Movistar is one of a handful of ‘super teams’ in cycling’s elite WorldTour; a squad with a budget and heritage to eclipse almost all of those competing even at the very pinnacle of the sport. At lesser squads, Gadret might hope to lead the assault, if only in the mountains. He is under no illusions, however, about his abilities and those of his leader. “I know that with my help he can challenge the biggest leaders,” Gadret explains, in the same matter-of-fact tone. “But I know I wouldn’t be able to do this myself, so I’d rather give everything I have to Valverde.”

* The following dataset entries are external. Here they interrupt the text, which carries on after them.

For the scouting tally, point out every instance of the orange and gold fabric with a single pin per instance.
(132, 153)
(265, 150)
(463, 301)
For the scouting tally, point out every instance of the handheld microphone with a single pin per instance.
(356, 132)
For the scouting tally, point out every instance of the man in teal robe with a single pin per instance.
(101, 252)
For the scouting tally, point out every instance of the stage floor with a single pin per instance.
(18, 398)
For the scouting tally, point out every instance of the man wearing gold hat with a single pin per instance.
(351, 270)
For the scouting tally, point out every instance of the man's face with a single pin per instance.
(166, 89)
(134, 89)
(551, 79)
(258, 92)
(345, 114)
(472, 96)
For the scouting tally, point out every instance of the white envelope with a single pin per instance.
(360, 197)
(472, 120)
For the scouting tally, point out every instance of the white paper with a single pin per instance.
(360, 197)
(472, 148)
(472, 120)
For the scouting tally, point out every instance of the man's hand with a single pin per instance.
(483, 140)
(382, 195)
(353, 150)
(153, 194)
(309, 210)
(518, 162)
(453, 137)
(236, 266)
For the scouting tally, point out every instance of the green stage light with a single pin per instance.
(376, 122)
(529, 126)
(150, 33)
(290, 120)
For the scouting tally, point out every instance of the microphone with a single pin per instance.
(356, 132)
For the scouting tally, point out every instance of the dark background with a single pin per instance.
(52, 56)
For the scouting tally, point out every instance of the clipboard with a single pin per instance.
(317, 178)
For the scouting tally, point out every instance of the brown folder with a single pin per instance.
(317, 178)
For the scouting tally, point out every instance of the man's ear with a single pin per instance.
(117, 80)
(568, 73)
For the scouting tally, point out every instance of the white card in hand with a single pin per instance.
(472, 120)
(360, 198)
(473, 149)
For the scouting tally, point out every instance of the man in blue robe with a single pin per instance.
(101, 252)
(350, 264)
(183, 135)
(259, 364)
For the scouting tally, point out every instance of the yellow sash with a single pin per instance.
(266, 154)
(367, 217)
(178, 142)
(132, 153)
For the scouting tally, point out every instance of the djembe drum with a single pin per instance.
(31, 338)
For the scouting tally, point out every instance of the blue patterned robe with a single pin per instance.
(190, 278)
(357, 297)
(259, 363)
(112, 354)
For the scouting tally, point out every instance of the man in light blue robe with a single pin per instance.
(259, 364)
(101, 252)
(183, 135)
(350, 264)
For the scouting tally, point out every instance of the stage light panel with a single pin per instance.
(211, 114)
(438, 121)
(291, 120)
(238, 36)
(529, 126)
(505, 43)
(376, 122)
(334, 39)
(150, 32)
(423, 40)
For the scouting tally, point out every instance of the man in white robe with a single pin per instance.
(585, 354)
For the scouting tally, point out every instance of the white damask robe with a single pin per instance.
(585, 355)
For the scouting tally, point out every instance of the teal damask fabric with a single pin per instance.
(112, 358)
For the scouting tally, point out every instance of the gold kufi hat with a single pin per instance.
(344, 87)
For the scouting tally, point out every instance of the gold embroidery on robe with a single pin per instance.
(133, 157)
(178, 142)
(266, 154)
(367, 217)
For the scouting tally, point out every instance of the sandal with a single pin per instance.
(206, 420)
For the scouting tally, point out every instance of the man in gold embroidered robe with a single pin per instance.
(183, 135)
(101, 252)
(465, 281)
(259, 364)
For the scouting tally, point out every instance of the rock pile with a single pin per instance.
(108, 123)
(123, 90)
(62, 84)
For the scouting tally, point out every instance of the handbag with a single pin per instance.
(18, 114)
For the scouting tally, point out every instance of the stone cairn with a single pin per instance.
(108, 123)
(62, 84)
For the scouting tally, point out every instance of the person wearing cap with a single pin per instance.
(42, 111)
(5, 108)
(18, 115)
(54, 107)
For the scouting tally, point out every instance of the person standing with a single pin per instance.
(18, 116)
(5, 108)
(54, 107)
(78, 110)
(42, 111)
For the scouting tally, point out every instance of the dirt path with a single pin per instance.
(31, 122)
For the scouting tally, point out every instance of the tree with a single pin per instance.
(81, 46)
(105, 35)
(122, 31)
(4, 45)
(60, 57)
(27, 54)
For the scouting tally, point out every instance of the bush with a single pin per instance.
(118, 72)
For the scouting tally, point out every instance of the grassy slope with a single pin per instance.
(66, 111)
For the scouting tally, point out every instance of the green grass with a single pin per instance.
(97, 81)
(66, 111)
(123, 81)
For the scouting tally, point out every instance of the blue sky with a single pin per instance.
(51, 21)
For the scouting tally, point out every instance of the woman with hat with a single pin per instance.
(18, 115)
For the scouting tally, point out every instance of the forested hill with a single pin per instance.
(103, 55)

Gadret is no stranger to the mountains. One of a select breed characterised by the telling phrase, “pure climber”, his 58kg physique is ideally suited to the brutal business of cycling up the cruel gradients of the Alps and Pyrenees at a speed that lesser mortals would struggle to attain on a flat road. An approach to the task that might accurately be described as honest will be an asset. It is for correspondents like your own to eulogise his efforts. Gadret, one suspects, is not disposed to complicate the business of cycling uphill.
“A domestique is your goalkeeper or defender in football,” Alex Dowsett explains, “the guy who is absolutely crucial, but doesn’t really ever see much in the way of glory.” The three-time British time trial champion, a Grand Tour stage winner, has tasted glory, but in a squad as strong as Movistar’s, has also served as domestique. He understands well Gadret’s pivotal role.

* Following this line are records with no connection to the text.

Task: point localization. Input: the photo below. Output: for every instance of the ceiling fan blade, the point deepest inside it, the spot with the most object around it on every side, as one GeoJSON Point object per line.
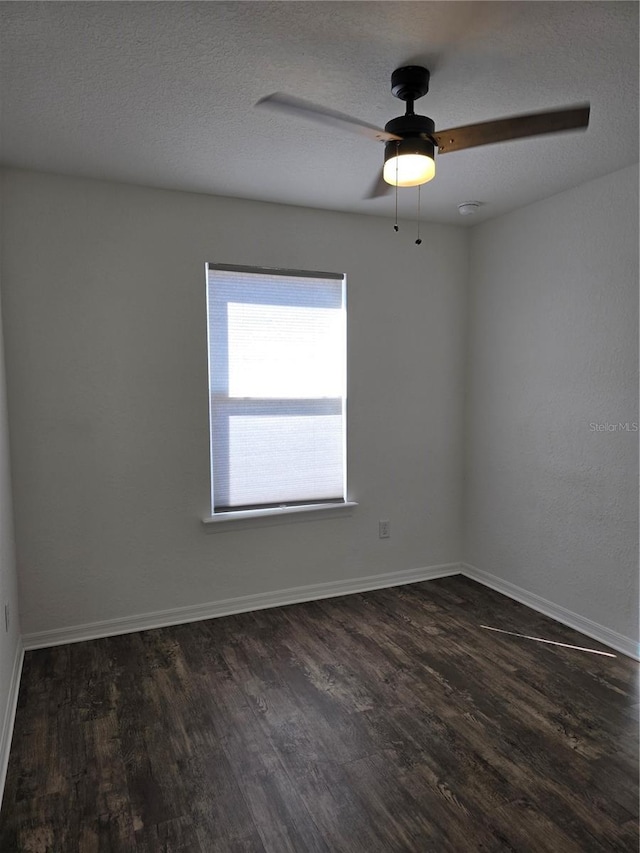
{"type": "Point", "coordinates": [306, 109]}
{"type": "Point", "coordinates": [514, 127]}
{"type": "Point", "coordinates": [379, 188]}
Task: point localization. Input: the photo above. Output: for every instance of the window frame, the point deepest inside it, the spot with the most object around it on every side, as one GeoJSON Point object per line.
{"type": "Point", "coordinates": [217, 393]}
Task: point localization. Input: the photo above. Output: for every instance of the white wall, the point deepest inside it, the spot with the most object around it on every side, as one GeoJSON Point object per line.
{"type": "Point", "coordinates": [551, 505]}
{"type": "Point", "coordinates": [10, 647]}
{"type": "Point", "coordinates": [107, 378]}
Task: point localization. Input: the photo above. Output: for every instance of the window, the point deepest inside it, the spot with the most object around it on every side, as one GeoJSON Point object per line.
{"type": "Point", "coordinates": [277, 388]}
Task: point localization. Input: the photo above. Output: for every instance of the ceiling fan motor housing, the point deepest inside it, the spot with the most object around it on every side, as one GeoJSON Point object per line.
{"type": "Point", "coordinates": [416, 133]}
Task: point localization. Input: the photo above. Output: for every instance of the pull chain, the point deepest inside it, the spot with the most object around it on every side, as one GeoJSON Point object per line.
{"type": "Point", "coordinates": [395, 227]}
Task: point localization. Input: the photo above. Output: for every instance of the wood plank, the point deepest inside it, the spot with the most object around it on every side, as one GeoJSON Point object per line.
{"type": "Point", "coordinates": [387, 721]}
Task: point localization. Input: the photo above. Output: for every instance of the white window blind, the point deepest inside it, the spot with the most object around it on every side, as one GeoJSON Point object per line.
{"type": "Point", "coordinates": [277, 382]}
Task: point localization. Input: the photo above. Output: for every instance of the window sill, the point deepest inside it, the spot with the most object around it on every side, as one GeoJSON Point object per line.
{"type": "Point", "coordinates": [273, 513]}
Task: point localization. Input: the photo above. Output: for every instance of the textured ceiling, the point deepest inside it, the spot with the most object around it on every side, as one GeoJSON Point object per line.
{"type": "Point", "coordinates": [162, 94]}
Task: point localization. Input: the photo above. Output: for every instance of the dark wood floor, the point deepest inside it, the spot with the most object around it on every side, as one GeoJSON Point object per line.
{"type": "Point", "coordinates": [388, 721]}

The real business of winning a bike race is often conducted by men unlikely ever to grace the podium. “The fame and the kisses will go just to the leader,” adds Movistar’s marketing chief, Juan Pablo Molinero. The challenge, he continues, is in motivating a rider to sacrifice everything for another’s cause. The midfielder’s “assist” to the goalscorer, a single pass in a 90-minute endeavour, hardly compares.

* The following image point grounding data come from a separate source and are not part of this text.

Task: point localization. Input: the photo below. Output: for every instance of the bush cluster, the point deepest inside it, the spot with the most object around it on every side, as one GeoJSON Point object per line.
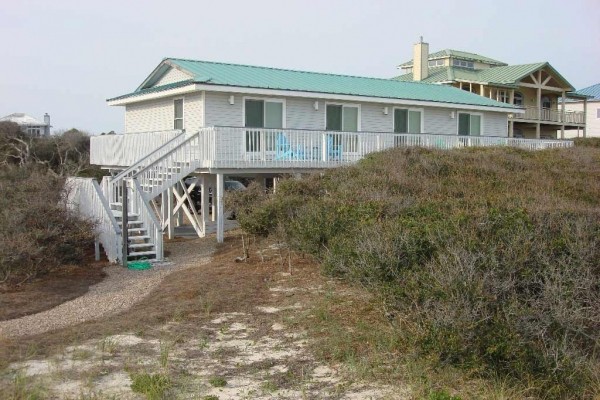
{"type": "Point", "coordinates": [37, 232]}
{"type": "Point", "coordinates": [490, 258]}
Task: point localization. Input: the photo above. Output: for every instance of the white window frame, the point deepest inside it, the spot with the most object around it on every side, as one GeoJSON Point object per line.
{"type": "Point", "coordinates": [421, 110]}
{"type": "Point", "coordinates": [349, 134]}
{"type": "Point", "coordinates": [522, 97]}
{"type": "Point", "coordinates": [263, 143]}
{"type": "Point", "coordinates": [481, 116]}
{"type": "Point", "coordinates": [182, 112]}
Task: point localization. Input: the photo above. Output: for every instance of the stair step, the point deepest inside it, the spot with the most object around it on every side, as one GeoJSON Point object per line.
{"type": "Point", "coordinates": [119, 214]}
{"type": "Point", "coordinates": [136, 230]}
{"type": "Point", "coordinates": [138, 237]}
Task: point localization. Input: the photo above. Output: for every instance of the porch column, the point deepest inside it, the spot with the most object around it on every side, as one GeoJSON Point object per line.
{"type": "Point", "coordinates": [203, 201]}
{"type": "Point", "coordinates": [562, 114]}
{"type": "Point", "coordinates": [584, 117]}
{"type": "Point", "coordinates": [164, 210]}
{"type": "Point", "coordinates": [171, 225]}
{"type": "Point", "coordinates": [219, 200]}
{"type": "Point", "coordinates": [179, 214]}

Today, on the slopes of the Montée de Chamrousse, and before, on the 14km ascent of the Col de Palaquit, Gadret will seek Valverde’s instruction and follow it to exhaustion. Tomorrow, he will do the same. And the day after, until Paris. It is his lot, his professional duty, to sacrifice himself again and again that the team might triumph. The role of the domestique is little understood beyond the closed circle of racing cyclists and those who follow the sport at close hand. It is critical.
Beneath a burning sun on today’s thirteenth stage, Gadret will again demonstrate his worth, but do not expect the television camera crews to seek him out, or the newsmen to pester him for an insider’s view when his day’s work is done. Gadret’s effort is unlikely to be celebrated beyond the confines of the Movistar team bus. Valverde alone is likely to appreciate its true value.